ねぇ、智?
うん?
嫌いなモノってある?
・・・・例えば?
音・・・とか。
音?
ほら、よく言うじゃん。黒板に爪たててキィ~って音が嫌だとか。
あぁ。・・・・別に何も嫌いなモノなんて無いけどな。
そっか。
涼は何かあるのか?
うん。
何だよ?
扇風機のね・・・音が嫌いなの。
なんで?
静かなとこで扇風機の音聴くと雨の音に聞こえるんだ。土砂降りの。
そうなのか?
うん。智もやってみなよ。強にするとホントに聞こえるから。
あぁ。・・・・・じゃあ涼は雨が嫌いなのか?
ううん。
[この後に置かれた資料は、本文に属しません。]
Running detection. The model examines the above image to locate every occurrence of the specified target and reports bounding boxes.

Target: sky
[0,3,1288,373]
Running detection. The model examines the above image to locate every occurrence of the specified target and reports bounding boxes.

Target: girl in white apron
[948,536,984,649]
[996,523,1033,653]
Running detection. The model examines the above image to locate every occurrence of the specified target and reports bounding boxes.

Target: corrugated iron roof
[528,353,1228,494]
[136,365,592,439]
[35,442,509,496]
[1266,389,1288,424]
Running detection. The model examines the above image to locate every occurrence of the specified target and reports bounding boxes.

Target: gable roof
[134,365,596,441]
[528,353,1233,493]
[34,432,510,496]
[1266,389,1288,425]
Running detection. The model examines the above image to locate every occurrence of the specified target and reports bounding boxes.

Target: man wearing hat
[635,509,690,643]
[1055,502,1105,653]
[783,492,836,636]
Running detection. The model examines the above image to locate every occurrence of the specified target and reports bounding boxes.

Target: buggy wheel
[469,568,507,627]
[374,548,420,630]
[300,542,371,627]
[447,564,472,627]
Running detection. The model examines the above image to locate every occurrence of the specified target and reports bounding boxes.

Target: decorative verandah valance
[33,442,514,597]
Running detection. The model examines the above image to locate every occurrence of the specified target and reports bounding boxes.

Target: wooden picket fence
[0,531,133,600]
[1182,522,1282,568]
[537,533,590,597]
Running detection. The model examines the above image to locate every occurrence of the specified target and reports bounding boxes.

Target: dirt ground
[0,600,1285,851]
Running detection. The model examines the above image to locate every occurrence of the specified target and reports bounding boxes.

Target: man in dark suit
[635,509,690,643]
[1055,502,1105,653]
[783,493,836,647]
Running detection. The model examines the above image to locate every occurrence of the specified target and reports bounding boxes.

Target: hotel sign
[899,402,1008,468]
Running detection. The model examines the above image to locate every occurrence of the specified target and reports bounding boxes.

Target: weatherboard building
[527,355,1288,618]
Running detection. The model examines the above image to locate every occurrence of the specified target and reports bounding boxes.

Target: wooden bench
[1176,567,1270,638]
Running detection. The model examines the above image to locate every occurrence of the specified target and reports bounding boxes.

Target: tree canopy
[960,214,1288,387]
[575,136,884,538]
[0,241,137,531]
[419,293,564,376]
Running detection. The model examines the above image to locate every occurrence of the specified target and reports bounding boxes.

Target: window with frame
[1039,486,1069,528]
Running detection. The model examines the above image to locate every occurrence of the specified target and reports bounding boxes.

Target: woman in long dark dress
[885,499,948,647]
雨は好き。
は?
土砂降りは嫌な思い出があるから嫌いなんだ。
へぇ・・・。
聞かないんだ?
聞いても言わないだろ。お前。
うん。もちろん。
はっ!だろうよ。
さぁて。そろそろ、帰ろうか。寒くなってきたし。
冬に散歩って事自体寒ぃよ。
あはは。そうかもね。
前回の「電話」を読むと分かると思いますが、まだ涼哉が生きていた時の話です。
ちなみに、扇風機の音が嫌いなのも、土砂降りに嫌な思い出があるのも俺です。
涼哉の過去は俺の過去みたいなもんです。俺は死なないけど・・・。